The plaque lists Potter, then-Assistant Chief Laurence Omland – now deputy director of emergency management in Boothbay Harbor — and past fire chief Barry Johnston; building committee members Sarmanian; Omland; Suzanne Carlson; James McQuaide, now of Bath; Ron Carey; Michael Smith, now a selectman; and Jack French. It notes architect John Hansen, contractor The Penobscot Company and the selectmen at the time, Sarmanian, Stuart Smith and Jessica Chubbuck. The name of past selectman John Johnson, who died in 2011, appears also.

Potter said the station was dedicated on the date that appears on the plaque, May 20, 2012, but a flag pole and other things were needed so the plaque took longer to get. The department’s auxiliary raised the money for it, Potter said Friday.

Smith’s remarks Thursday night recounted the work of getting the station, from picking the site to funding the project. Smith recalled Potter wondering if Edgecomb could follow Casco’s lead in using tax-increment financing (TIF) funds on a fire department project. Edgecomb voters approved it and now that’s what’s paying the mortgage, Smith said. “So the taxpayers benefited hugely, in so many ways.”
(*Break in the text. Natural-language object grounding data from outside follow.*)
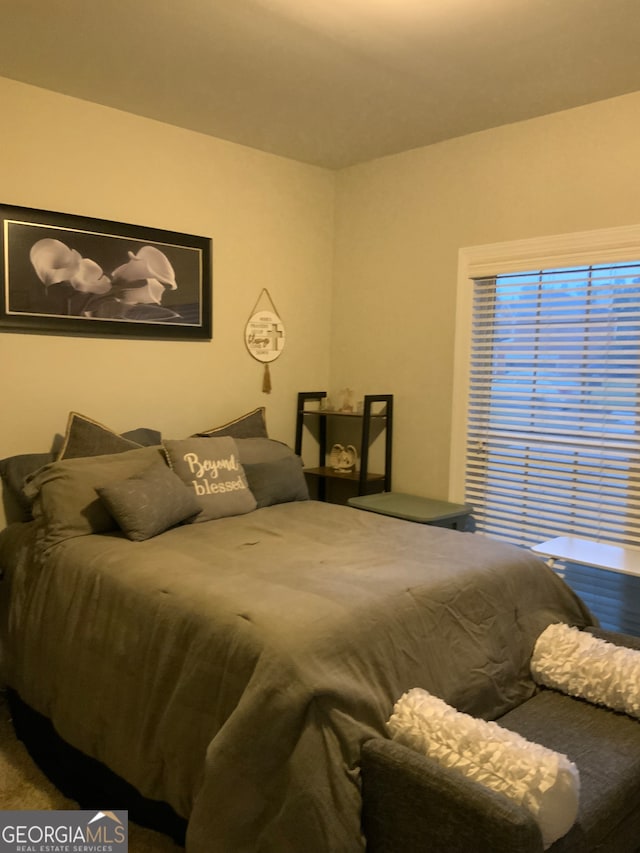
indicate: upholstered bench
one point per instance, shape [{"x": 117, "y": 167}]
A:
[{"x": 411, "y": 803}]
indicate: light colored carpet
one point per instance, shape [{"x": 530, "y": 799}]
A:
[{"x": 24, "y": 786}]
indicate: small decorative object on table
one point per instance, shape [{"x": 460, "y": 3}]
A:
[
  {"x": 343, "y": 459},
  {"x": 347, "y": 400}
]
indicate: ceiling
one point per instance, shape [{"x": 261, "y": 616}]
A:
[{"x": 327, "y": 82}]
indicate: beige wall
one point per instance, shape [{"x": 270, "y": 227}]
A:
[
  {"x": 368, "y": 297},
  {"x": 271, "y": 221},
  {"x": 400, "y": 222}
]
Smith called on Potter to “unveil this bad boy,” the plaque. Then Smith read the plaque. Sarmanian, the committee’s chairman, had planned to, Smith said. Applause followed the reading.

Years after the committee finished its work, members interviewed inside the station Thursday night remained pleased with the result. “I am so proud of it,” Carey said. “It turned out to be everything and anything we could have expected or hoped for, really.”

The plaque’s unveiling was timed with the department’s annual open house.

Edgecomb resident Amanda Main, having a chocolate chip cookie, said she brought daughter Gaby, 6, son Andrew, 4, and a friend of theirs to the event because the children love fire trucks. 

Asked what she thought of the station, Main said, “I think it’s great. Edgecomb definitely needed it.”

Most who came were building committee members or current or retired Edgecomb firefighters. Husband and wife Edgecomb firefighters Marc and Amanda Babineau had Bailey, their 3-month-old-old lab mix, with them.

Johnston said he was very impressed with the station and the department. “We’re very proud of the support the town has given the department,” he added. He had just been talking with Capt. Steve Fenton, who’s gotten the department a number of vehicles and other equipment over the years. The station makes an excellent nucleus for the department and its equipment, Fenton said.